Последние дни - И Сьюзен. Страница 24
– Ты пишешь свое имя и на что ты ставишь, скажем, на пятидолларовой бумажке, и для букмекера это просто значит, что ты хочешь поставить нечто более ценное, чем бумажка в один доллар, но менее ценное, чем бумажка в десять долларов. Именно букмекер решает, кто что получает и кто что отдает. Скажем, кто-то теряет четверть пайки и получает дополнительную работу на неделю. Или если он выигрывает, то получает чью-то пайку в дополнение к своей, а кто-то неделю за него чистит уборную. Поняла?
– Поняла. Но мой ответ все равно – нет. К тому же никакой гарантии, что я выиграю.
– Ха! – Тра улыбается, словно торговец чересчур подержанными автомобилями. – Нам как раз нужна гарантия, что ты проиграешь.
Я хохочу во все горло:
– Вам что, нужно, чтобы я сдалась?
– Тсс! – Тра театрально оглядывается вокруг.
Мы стоим в тени между двумя зданиями, и никто, похоже, нас не замечает.
– Это было бы круто, – говорит Тру.

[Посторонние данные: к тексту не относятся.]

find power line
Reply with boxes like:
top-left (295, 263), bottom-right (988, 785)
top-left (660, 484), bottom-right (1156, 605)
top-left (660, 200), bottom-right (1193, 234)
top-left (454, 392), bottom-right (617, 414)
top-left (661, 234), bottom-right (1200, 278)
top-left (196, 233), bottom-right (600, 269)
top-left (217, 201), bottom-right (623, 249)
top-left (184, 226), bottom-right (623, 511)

Его глаза озорно блестят. – После того, что ты проделала с Боуденом, шансы точно будут в твою пользу, когда подерешься с Анитой…
– Драться с девушкой? – Я скрещиваю руки на груди. – Еще чего не хватало!
– Это нужно не только нам, – словно защищаясь, отвечает Тра. – Это настоящее развлечение для всего лагеря.
– Угу, – говорит Тру. – Кому нужно телевидение, когда есть вода с мылом?
– Мечтай, как же. – Я пытаюсь протиснуться мимо них.
– Мы поможем тебе сбежать, – чуть понизив голос, говорит Тра.
Я останавливаюсь, мысленно обдумывая с десяток возможных сценариев.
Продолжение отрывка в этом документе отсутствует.